Los humanos llevamos al menos 12 000 años compartiendo la vida con animales a los que consideramos en mayor o menor medida un miembro más de la familia. Intentar comunicarnos con ellos parece inevitable, y que utilicemos palabras y oraciones completas como parte de esa comunicación tiene también mucha lógica. ¿Cómo le voy a preguntar a Ziggy si tiene hambre si no? Sé que ella no me va a decir ni sí ni no, pero su lenguaje corporal me ayuda a entenderla. Hablar con nuestras mascotas, algo que desde fuera puede parecer ridículo, es muy habitual. ¿Nos dirigimos a ellas del mismo modo que a otras personas? No: igual que cambiamos de registro para hablarle a un niño, igual que no nos dirigimos del mismo modo a alguien desconocido en una situación formal que a un amigo íntimo, tenemos también un registro especial para hablar con animales —y, por supuesto, depende también de si se trata de un animal desconocido o de la mascota con la que compartimos casa.

La ciencia lleva muchos años interesada por esta cuestión. Uno de los primeros estudios, publicado en 1982 en el Journal of Child Psychology, intentaba comparar las similitudes del doggerel, el registro que usamos para hablar con los perros, con el maternés, el conjunto de rasgos que caracterizan la lengua con la que las madres hablan a sus bebés o hijos pequeños. Ese primer estudio era muy limitado, con una muestra de cuatro mujeres con sus perros (dos de ellas también con sus hijos), pero fue la base desde la que se continuó investigando el tema. Además, ayudó a empezar a profundizar en el porqué del maternés (que, por cierto, no existe en todas las culturas).

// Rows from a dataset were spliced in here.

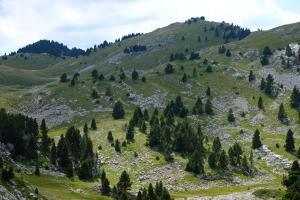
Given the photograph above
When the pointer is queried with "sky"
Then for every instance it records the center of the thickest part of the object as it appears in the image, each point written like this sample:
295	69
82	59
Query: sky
83	23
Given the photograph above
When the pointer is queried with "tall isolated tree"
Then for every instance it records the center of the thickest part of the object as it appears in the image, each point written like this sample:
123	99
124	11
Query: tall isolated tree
256	143
289	141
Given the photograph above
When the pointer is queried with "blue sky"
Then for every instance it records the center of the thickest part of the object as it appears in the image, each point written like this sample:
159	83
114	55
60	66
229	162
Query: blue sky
83	23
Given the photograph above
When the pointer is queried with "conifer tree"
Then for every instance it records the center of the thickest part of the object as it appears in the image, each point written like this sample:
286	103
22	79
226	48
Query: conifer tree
289	141
45	140
85	128
93	124
230	116
256	143
223	160
251	76
198	107
110	137
216	145
117	146
208	107
135	75
282	114
53	154
260	104
118	111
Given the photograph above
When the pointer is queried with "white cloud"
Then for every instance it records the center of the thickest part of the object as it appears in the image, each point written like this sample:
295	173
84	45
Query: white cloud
84	23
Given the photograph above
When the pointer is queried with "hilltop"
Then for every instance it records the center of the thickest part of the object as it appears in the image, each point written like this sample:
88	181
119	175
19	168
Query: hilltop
186	75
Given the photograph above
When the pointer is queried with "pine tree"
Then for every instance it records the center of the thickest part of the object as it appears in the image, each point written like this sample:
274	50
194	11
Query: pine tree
135	75
118	111
251	76
230	116
212	160
45	140
184	78
260	104
208	92
124	183
216	148
53	154
223	160
110	137
289	141
262	84
288	51
208	107
93	124
269	85
117	146
282	114
105	188
85	128
256	143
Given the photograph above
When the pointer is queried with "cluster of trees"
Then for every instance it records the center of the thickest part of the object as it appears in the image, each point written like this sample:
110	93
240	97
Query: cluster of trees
177	56
135	48
74	154
122	188
52	48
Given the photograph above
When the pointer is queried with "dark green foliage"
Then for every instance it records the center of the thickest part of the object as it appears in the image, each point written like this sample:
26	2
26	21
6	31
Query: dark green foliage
288	51
94	94
85	128
45	140
208	107
267	51
110	137
262	84
198	107
7	174
228	53
130	132
194	56
282	114
196	163
269	85
251	76
289	141
260	104
63	78
212	160
93	124
223	160
169	69
256	143
222	49
52	48
184	78
118	111
53	153
230	116
117	146
209	69
124	183
264	60
217	147
208	92
292	182
135	75
295	98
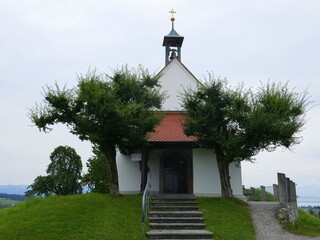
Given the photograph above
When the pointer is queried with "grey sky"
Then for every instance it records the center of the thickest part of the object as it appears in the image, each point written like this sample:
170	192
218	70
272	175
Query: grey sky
246	41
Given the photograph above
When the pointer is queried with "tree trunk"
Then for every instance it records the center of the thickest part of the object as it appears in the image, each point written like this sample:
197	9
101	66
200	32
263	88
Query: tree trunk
223	166
113	171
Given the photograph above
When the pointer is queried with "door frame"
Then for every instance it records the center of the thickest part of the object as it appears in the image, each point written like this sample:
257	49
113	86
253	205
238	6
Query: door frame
187	154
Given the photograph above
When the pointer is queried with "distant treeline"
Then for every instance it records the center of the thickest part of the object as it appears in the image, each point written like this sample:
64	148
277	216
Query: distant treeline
15	197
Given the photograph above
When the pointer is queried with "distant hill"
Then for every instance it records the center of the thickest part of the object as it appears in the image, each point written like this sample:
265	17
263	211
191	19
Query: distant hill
15	197
13	189
309	191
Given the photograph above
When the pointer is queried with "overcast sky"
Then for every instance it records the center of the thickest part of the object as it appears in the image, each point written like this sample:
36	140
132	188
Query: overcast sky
248	41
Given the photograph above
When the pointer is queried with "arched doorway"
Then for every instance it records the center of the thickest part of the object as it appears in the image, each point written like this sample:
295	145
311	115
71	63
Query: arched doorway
175	173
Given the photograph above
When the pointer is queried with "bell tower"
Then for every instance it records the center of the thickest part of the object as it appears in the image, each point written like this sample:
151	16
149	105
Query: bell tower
172	42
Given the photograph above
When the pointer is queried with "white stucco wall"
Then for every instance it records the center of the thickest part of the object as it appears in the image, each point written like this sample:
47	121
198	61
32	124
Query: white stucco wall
205	173
236	179
206	181
129	174
174	78
154	164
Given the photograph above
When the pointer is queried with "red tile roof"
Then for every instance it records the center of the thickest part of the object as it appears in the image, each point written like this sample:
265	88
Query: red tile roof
170	130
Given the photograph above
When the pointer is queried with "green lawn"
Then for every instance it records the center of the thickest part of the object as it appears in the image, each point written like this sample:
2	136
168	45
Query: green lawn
9	201
305	225
228	219
100	216
89	216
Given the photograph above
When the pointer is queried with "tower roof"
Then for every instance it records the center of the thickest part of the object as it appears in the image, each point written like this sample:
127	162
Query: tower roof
173	38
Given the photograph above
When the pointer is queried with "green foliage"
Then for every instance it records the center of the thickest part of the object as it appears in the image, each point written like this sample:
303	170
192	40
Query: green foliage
229	219
109	111
106	110
97	177
238	123
80	217
64	175
242	123
306	224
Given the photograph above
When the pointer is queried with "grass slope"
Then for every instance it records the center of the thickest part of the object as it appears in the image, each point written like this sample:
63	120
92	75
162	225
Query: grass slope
228	219
306	224
77	217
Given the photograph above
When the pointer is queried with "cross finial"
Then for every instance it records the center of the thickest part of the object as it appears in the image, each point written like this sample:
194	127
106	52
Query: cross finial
172	13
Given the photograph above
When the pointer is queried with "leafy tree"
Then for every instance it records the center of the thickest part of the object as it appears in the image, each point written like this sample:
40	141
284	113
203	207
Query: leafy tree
64	175
107	111
238	123
97	177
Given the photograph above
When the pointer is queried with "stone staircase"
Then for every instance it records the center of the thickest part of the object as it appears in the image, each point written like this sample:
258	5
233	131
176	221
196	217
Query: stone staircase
176	217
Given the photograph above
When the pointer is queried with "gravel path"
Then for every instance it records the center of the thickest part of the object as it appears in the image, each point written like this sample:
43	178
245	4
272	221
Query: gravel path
267	226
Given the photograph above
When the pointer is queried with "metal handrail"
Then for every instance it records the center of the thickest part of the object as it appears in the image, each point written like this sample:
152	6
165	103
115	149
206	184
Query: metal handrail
146	202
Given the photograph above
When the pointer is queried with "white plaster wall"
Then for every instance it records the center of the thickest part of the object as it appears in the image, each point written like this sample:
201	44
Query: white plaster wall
205	173
174	78
129	174
236	179
206	181
154	164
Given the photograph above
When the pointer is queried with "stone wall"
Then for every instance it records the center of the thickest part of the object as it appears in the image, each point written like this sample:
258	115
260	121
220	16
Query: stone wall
285	193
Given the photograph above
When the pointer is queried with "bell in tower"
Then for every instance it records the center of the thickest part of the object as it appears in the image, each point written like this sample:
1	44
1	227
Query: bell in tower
172	42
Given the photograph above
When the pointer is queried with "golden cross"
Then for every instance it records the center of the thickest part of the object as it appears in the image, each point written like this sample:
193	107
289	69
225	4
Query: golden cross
172	12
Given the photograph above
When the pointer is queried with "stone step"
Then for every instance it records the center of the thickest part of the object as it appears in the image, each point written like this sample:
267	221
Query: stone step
179	234
176	219
174	208
175	214
177	203
173	200
177	225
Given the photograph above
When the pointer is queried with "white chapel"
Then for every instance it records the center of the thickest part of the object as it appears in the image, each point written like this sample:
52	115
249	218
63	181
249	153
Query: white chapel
175	163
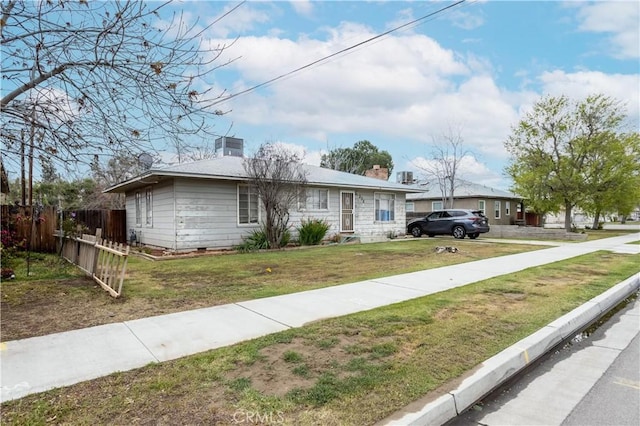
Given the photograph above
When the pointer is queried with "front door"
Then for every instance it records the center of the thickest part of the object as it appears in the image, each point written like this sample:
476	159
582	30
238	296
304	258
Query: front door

Si les hablamos a los bebés y a los perros de forma similar, posiblemente no se pueda explicar el maternés únicamente como una forma de enseñar a hablar a un niño. A no ser que, en cierto modo, esperemos en algún rincón oscuro de nuestro cerebro que nuestro perro, tan listo y tan bueno, aprenda a comunicarse con nosotros en nuestro idioma.

Según esos estudios (la mayoría centrados en el inglés), hablamos a nuestros amigos perrunos con un tono de voz más agudo, con una prosodia distinta (más afectada) y algo más despacio que cuando nuestro interlocutor es un humano adulto. Todo esto ocurre también en el discurso dirigido a bebés. En este último, no obstante, hay también una hiperarticulación vocálica que no hacemos ni cuando hablamos con otros adultos ni cuando nos dirigimos a un perro (aunque sí la usamos cuando queremos que un loro o aves de esa misma familia aprendan una palabra que les repetimos). El contenido de lo que decimos es también diferente si hablamos con un animal y no un bebé: a los animales, por ejemplo, les dirigimos más imperativos («¡siéntate!»).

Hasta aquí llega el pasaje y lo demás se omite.